To know what answers the Barnard test provides on a realistic contingency table I tried to run it on the following:

	Candidate Supplier (A)	Existing Supplier (B)	Total
Pass	1,000	99,500	100,500
Fail	0	500	500
Total	1,000	100,000	101,000

On my computer, it ran overnight without finishing, which says that it’s not usable for big data. The input is only four numbers, but it does an enormous number of operations on them. For the same numbers on the same computer, fisher.test gave the answer instantly.

Tests Based On Approximations

The Fisher and Barnard tests are exact in that they apply directly to the model. We assume that the number of fails in a group follows a binomial distribution and the tests are based directly on this distribution. However, if any part fails with probability $p$ , we know that, as the group size $n$ rises, the distribution of the relative frequencies $\hat{p} = \frac{p}{n}$ becomes indistinguishable from a Gaussian with mean $p$ and standard deviation $\sqrt{\frac{p\left ( 1-p \right )}{n}}$ .

This approximation is usable with as few as 30 points and has been the basis for tests that were practically usable 100 years ago. In SPC, p-charts are supposed to answer the question for a sequence of samples of equal size coming out of one production operation or line, with control limits based on the Gaussian approximation, but you cannot use p-charts to compare the quality of a large volume of parts received from a supplier with a small sample from an alternative source. We’ll review two methods that were usable pre-computers and answer the question in some, if not all cases.

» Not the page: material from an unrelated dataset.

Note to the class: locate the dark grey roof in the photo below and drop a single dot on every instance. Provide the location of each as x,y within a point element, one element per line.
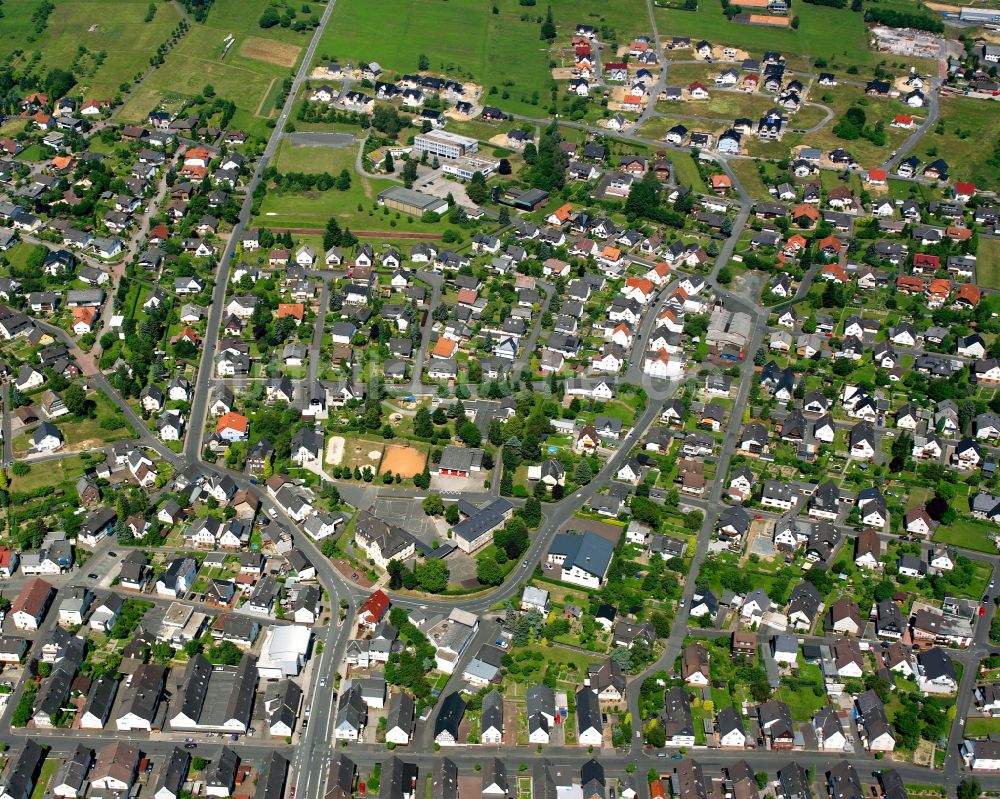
<point>174,772</point>
<point>222,771</point>
<point>271,782</point>
<point>588,711</point>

Binomial Probability Paper

This geometric method is a clever trick from the paper-and-pencil age that gives you an answer by plotting a few points and lines on special graph paper. A technician can learn it, and it takes next to no calculation. “Computers,” up to the 1950s, were people with slide rules, mechanical calculators, and in some culture abacuses, who looked up values in books of tables and penciled in results on paper spreadsheets. We met them in Hidden Figures , which featured in particular the role of Katherine Johnson in the transition to electronic computing at NASA.

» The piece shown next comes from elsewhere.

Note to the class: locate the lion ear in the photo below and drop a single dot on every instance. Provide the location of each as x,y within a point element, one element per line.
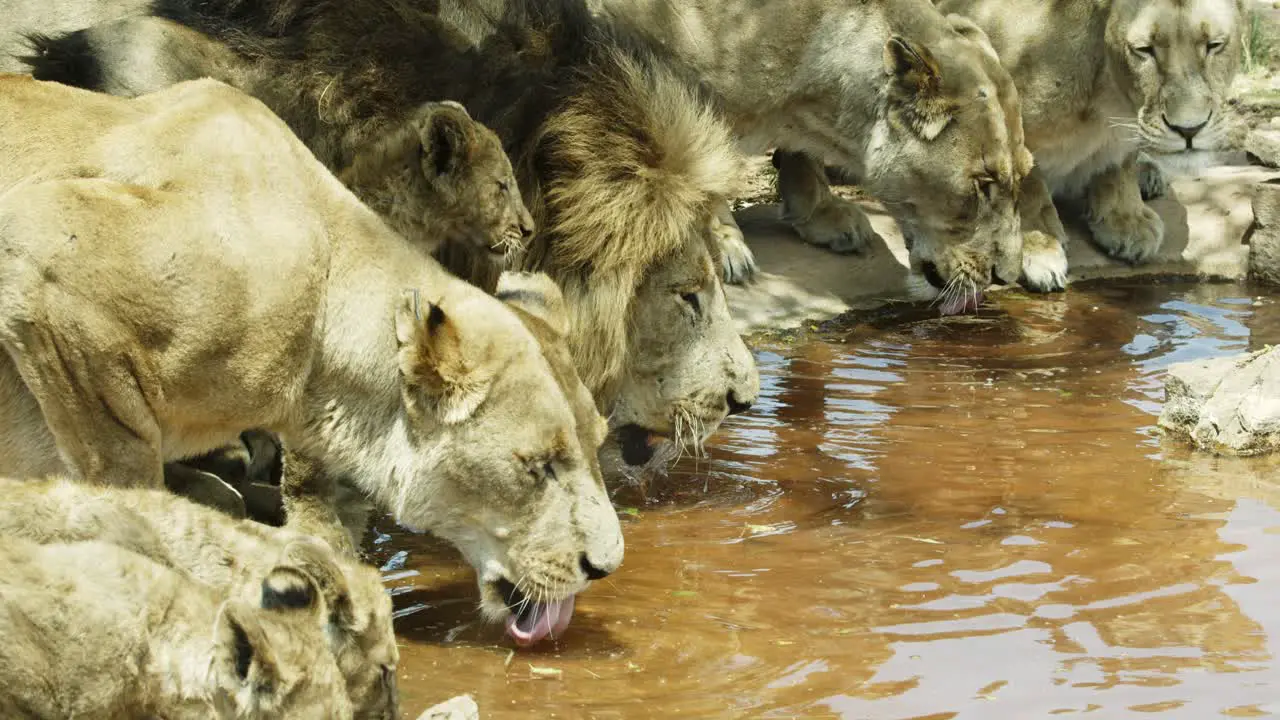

Human computing took time and was error-prone, and the pioneers of statistical quality worked to reduce the complexity of routine calculations. Range charts, for example, became part of SPC because sample ranges are easier to calculate on a shop floor than sample standard deviations. While we admire their achievements, they have lost their relevance, as we don’t live under the same constraints.

Background

Mosteller & Tukey came up with Binomial Probability Paper in 1946 and published it in 1949. I learned it in a Japanese textbook on quality control in 1981 and used it on occasion but never met anyone else who did. At the time, you could buy Binomial Probability Paper from a US stationery store. Today, Amazon-Japan stills sells it as Nikou Kakuritsu Kami (二項確率紙) and even sells books from the 1950s on how to use it, as quality training manuals.

Ratios To Angles

The idea is to plot the number $d$ of fails as a function of the number $s$ passes on a chart with square root axes , so that the length from the origin $\left ( 0,0 \right )$ to the point $\left ( d,s \right )$ is the total $n = d + s$ is the total number in the lot. The idea of the Binomial Probability Paper is to focus on the angle $\phi$ of this vector with the x-axis:

Example 1

The following example applies this method to our first contingency table above, with a perfect sample of 500 pieces from candidate supplier A and a sample of 1,000 pieces with 5 fails from our existing supplier B. It has the y-axis truncated because there is no point above 100. The split line in black is for the pooled output of the two suppliers and shows 5 failed units for 1,495 that pass.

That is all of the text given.